Secondo una recente ricerca condotta sull’uomo, l’assunzione di omega 3 (principalmente EPA e DHA) a elevato standard di purezza e concentrazione è di aiuto nel contrastare l’affaticamento muscolare, migliorare la prestazione e aumentare l’efficienza dei muscoli direttamente coinvolti nel gesto atletico. Alla luce dei risultati positivi ottenuti sull’uomo e su altre specie animali, la ricerca scientifica, ed in particolare la medicina sportiva equina, è attiva da anni nello studio del ruolo energetico di questi acidi grassi nell’alimentazione del cavallo atleta, al fine di migliorarne le prestazioni in gara.
Numerosi studi hanno evidenziato che la somministrazione di integratori alimentari a base di olio di pesce ha un’influenza positiva sul miglioramento di alcuni parametri della performance, nel cavallo atleta.

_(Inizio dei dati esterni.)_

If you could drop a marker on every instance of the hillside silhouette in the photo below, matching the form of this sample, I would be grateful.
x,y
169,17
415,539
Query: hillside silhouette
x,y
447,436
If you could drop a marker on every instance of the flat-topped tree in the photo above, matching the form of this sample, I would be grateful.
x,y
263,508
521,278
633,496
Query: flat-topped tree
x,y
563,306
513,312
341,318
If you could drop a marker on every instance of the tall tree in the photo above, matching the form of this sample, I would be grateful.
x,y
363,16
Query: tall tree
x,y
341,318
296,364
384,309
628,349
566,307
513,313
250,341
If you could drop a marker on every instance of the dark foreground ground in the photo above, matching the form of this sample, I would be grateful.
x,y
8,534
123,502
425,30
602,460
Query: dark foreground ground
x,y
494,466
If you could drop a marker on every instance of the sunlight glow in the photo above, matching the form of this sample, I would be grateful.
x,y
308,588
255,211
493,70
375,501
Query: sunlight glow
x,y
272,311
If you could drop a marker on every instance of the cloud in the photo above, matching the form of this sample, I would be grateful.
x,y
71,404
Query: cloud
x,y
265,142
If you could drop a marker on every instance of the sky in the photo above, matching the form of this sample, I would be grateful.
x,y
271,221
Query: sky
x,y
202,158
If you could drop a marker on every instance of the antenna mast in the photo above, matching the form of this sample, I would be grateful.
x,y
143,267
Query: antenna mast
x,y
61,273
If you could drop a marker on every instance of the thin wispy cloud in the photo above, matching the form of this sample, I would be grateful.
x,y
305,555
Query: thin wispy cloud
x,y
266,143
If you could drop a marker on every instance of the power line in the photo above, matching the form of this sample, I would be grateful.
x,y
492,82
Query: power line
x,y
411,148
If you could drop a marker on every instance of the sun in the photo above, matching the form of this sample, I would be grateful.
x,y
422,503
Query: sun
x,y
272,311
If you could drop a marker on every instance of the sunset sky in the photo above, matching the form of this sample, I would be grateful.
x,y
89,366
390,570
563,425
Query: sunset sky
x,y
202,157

In particolare, è emerso che, l’arricchimento della razione mediante grassi accresce l’attività degli enzimi del catabolismo dei lipidi e degli acidi grassi, favorendo, di conseguenza, l’utilizzazione dei lipidi endogeni, aumenta la capacità di ossidare i grassi, fornisce un maggior apporto energetico anche nei cavalli che compiono sforzi brevi ed intensi, riduce la formazione di acido lattico, perché induce il coinvolgimento di un numero più elevato di unità muscolari ad alto potere ossidativo (fibre muscolari IIA) a scapito delle unità glicolitico-anaerobiche (fibre muscolari IIB).
Sebbene numerosi studi abbiano dimostrato l’effetto positivo dell’integrazione con acidi grassi poliinsaturi omega 3 sull’affaticamento muscolare e sul metabolismo energetico, ad oggi sono necessari ulteriori approfondimenti per poter affermare che gli omega 3 possano migliorare la performance atletica.
In particolare, altri studi sono necessari per poter affermare quale possa essere il più corretto dosaggio, durata e timing di somministrazione.